I have things looking good in the stitch tab, but when I sew it out, it looks horrible.
After many experiements and comparing the drawing stitches to my known good designs, it seems Drawings puts the step stitch length at 2.9mm.
My known good designs have a step stitch length of 6mm.

Has anyone got a good sewout from the Drawing basic edition or is the pro edition manditiory so the stitch length can be changed?


----------



## vctradingcubao (Nov 15, 2006)

mtrapp said:


> Hi:
> is the pro edition manditiory so the stitch length can be changed?


Yes, you need the pro edition to adjust compensation, stitch length and density.


----------



## mtrapp (Jan 15, 2007)

Seems like a bait and switch that Corel would sell a product that is not usable unless you spend another $800 to make it usable.
Oh well, make it a $700 lesson.


----------



## Fluid (Jun 20, 2005)

Corel is not the originator of DRAWINGS. Unfortunately ther are a lot of progs out there that work this way and yes I think its a shame.


----------



## vctradingcubao (Nov 15, 2006)

mtrapp said:


> Seems like a bait and switch that Corel would sell a product that is not usable unless you spend another $800 to make it usable.
> Oh well, make it a $700 lesson.


Mtrapp, looks like youre "trapped" . Should have downloaded the trial version first, but then again, you'll still be unable to try the actual stitch output on your machine.
If this is your first (& only) digitizing software, maybe you should just go ahead and get the Pro version, so it will be a $1500 usable software and not just $700 dollar lesson. Some forum members actually like this program. But FLUID is really the person to ask here because he can compare Drawings with his Wilcom, plus he's the resident Corel expert.
The advent of Drawings is really a blessing for the industry since it's able to bring the cost of the other digitizing software down.
But for those people yet to purchase a digitizing software, my advice is to start with the lower level (Illustrator level for Pulse, I'm not sure for Wilcom) of a traditional digitizing software, i.e. the lowest level wherein you're able to draw/digitize a design above a jpeg file, and just save for the upgrades. I'm still using my Pulse Illustartor level, and so far, I'm able to do all client requested jobs.


----------



## mtrapp (Jan 15, 2007)

vctradingcubao:
The demo version would have made it look great, still would not have known how poor the sew is.
My previous digitizing software was QDT, it was ok. I could do anything, but it took alot of time and crashed alot. QDT wants you to move to Pulse if you want to run on windows XP, and its expensive. So I thought I would try something new.

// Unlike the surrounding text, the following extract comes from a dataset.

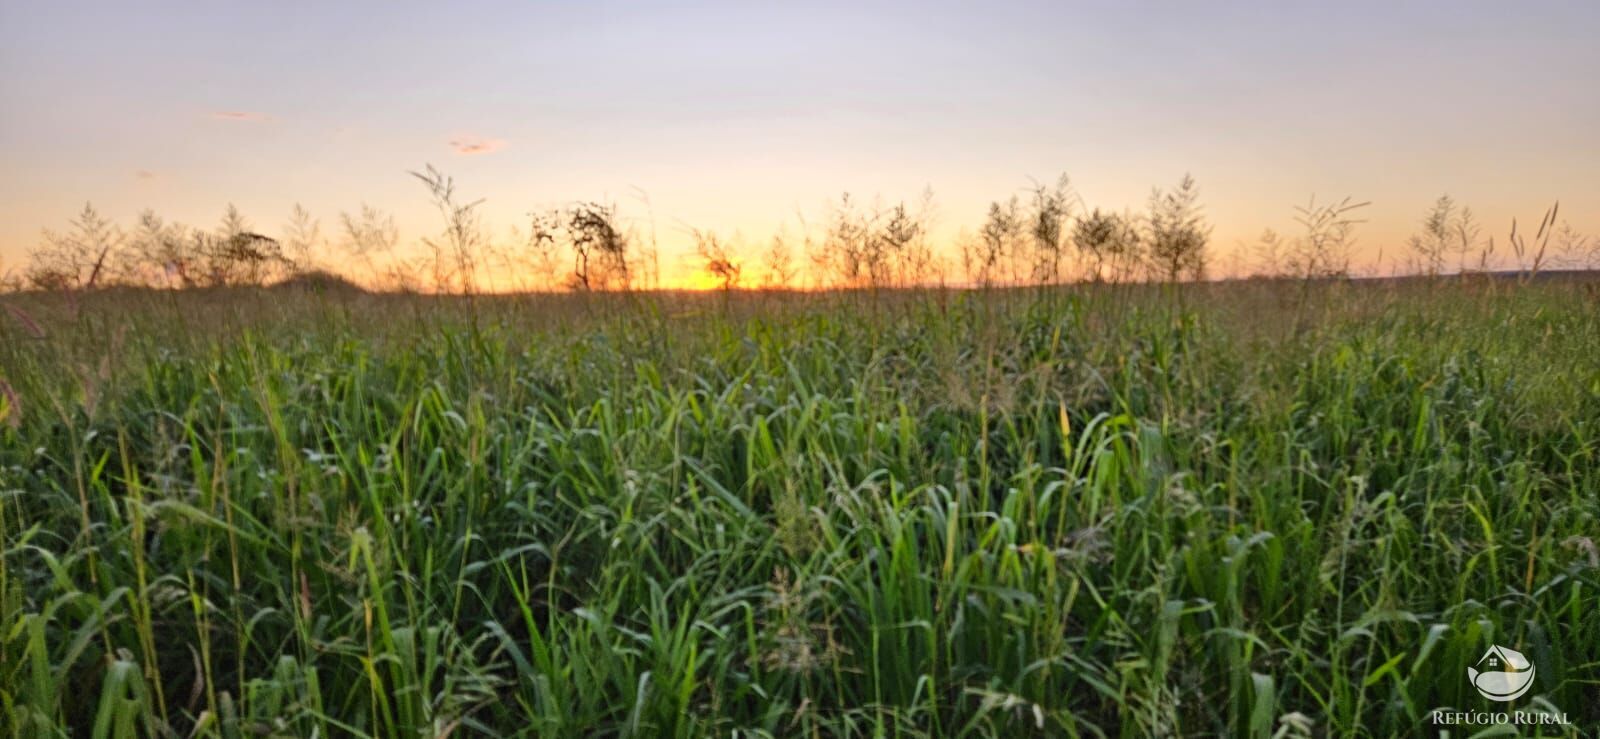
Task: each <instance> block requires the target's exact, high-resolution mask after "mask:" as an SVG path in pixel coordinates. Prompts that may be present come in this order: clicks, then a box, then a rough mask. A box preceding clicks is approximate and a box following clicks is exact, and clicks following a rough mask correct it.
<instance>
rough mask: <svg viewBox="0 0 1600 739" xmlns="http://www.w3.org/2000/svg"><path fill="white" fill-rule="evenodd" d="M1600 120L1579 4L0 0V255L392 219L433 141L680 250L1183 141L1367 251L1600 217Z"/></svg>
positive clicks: (975, 204) (946, 227) (965, 217)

In any case, I did some research and Modular who does the editor that comes with Drawing has a Modular Digitizing package that work with Drawings.
Does what Drawings Pro does and alot more.
And since the Embroidery show is here in Long Beach this weekend they shoud have a show special.

The worst part of this experience is the comapny I purchased from, SewingUSA blamed everything but the software for the problem. They have no idea what they are doing.


----------



## vctradingcubao (Nov 15, 2006)

mtrapp said:


> And since the Embroidery show is here in Long Beach this weekend they shoud have a show special.
> 
> The worst part of this experience is the comapny I purchased from, SewingUSA blamed everything but the software for the problem. They have no idea what they are doing.


Should have asked SewingUSA for a sample output then, but that's all water under the bridge now. Anyway, you could try all softwares in the Long Beach show, and would have a good idea on your next move there.


----------